LIDAR, which stands for Light Detection and Ranging, is a remote sensing method that uses light in the form of a pulsed laser. The pulses of light are combined with other data recorded by the airborne system to generate precise three-dimensional information about the shape of the Earth and the features of its surface.

“This is just a game-changer,” Kathryn Rees-Taylor, a professor in the Department of Anthropology and Archaeology at the University of Calgary, told The Canadian Press.

“You can try to survey and map in rainforests that you would take years to do, and lidar can fly over these large areas in a matter of days.”

Reese-Taylor has worked for many years with the National Institute of Human History (INAH) in Campeche, Mexico, on the Bajo Laberinto Archaeology Project, a multidisciplinary research project led by the University of Calgary.

She and a colleague first visited the ancient Calakmul settlement more than a decade ago.

“We hiked 13 kilometers to get there, looked around, marveled and marveled at all the massive unexcavated and unlooted ruins on the site, and walked back,” Rees-Taylor said.

“It was an incredible experience to climb these structures on the ground and observe the surrounding landscape.

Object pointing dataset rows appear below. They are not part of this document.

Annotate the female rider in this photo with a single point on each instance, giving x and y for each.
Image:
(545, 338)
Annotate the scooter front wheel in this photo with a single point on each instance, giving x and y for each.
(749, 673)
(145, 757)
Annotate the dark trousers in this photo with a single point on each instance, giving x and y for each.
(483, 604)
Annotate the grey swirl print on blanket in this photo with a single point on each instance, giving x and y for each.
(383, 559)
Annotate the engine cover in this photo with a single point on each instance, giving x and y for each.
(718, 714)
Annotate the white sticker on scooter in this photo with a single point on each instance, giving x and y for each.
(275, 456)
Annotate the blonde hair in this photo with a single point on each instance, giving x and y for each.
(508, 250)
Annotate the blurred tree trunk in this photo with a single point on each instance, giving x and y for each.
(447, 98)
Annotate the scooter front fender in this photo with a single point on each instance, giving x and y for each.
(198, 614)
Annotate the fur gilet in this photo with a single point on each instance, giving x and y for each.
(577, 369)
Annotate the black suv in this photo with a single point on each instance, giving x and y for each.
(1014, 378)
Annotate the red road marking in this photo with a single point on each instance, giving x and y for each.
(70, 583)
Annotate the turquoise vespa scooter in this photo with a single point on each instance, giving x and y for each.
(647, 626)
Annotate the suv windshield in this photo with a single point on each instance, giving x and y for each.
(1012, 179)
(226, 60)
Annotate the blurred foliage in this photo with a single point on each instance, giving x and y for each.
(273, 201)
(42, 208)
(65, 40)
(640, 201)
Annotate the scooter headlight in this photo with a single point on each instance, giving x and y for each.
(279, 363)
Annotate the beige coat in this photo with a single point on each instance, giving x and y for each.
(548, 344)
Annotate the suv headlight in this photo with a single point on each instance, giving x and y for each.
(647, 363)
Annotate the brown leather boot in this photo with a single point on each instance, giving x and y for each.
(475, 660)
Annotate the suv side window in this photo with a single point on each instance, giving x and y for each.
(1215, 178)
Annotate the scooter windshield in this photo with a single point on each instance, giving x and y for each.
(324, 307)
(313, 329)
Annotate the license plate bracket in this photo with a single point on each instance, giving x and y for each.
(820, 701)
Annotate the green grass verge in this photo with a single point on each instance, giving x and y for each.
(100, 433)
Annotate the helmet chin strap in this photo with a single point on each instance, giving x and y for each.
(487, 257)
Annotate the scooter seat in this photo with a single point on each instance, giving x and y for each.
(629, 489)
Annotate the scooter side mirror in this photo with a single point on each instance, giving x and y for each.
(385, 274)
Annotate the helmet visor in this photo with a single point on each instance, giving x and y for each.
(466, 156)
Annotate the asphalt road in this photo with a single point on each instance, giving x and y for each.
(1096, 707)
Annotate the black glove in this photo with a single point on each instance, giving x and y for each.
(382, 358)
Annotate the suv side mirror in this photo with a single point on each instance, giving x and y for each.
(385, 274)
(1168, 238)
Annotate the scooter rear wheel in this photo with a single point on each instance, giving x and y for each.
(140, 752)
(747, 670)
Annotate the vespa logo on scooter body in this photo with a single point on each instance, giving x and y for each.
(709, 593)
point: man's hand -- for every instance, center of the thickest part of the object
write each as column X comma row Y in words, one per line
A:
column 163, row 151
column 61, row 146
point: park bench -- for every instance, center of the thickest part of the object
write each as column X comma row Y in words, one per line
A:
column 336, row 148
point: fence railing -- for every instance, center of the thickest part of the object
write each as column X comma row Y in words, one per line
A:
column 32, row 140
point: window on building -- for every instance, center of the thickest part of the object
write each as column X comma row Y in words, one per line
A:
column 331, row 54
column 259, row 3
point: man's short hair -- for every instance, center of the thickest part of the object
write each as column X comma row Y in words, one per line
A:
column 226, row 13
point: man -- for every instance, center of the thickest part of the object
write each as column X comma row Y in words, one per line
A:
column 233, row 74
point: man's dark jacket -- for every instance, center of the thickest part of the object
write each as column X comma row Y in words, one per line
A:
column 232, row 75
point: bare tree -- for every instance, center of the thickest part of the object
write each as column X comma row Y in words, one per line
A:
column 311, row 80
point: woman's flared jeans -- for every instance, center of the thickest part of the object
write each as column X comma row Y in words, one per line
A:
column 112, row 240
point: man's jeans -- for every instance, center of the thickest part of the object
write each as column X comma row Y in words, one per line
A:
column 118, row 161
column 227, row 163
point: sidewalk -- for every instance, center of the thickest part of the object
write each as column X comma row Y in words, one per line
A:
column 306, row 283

Some of these structures you might be the first person to walk on in over a thousand years, so it’s really exciting. “

The Calakmul site, she said, was the new capital of the powerful Kanur (snake) dynasty, which dominated the geopolitics of the Mayan lowlands and controlled a vast network of vassal kingdoms.

Reese-Taylor said the results of the lidar scans could provide a better understanding of urban settlements and landscape changes in the capital itself.

“Others may just think it’s a big mountain, and we know that underneath it is a huge temple, for example, or a palace. So we can see all of that.

“Apartment housing complexes have been identified throughout the survey area, some with as many as 60 individual structures. These large residential units are clustered around numerous temples, shrines, and possibly a market place, making Calakmul the first place in the Americas in AD 700. One of the biggest cities.”

Reese-Taylor said the researchers were able to see the extent of landscape modification equal to the size of the city’s population. All available land is covered by canals, terraces, walls and dams.

“It strips away all the vegetation and we can see exactly what we’re looking for. Every time we get lidar, it’s like opening one of your favorite Christmas presents, you just don’t know what to expect.

“When you take a closer look at it and see what’s actually out there, it’s an incredible gift.”

Reese-Taylor said she will travel to the site in April once her course at the University of Calgary is over, and intends to spend two months there before the annual rainy season begins.

So far, the site covers 195 square kilometers and is very large, she said.

“It’s currently one of the largest cities in the Americas,” she said. “Almost two Vancouverites have access to the area.

Washington, D.C. is about the size of Amsterdam and Brussels. “

While the presence of temples and palaces is tempting, the initial excavations would have been more mundane, Reese-Taylor said.

“I would really like to dig in the new temple. But I think right now we have to focus on families because we have some information about the history of the temple and the civic structure of the city center, but we don’t have data on the people who actually lived there.”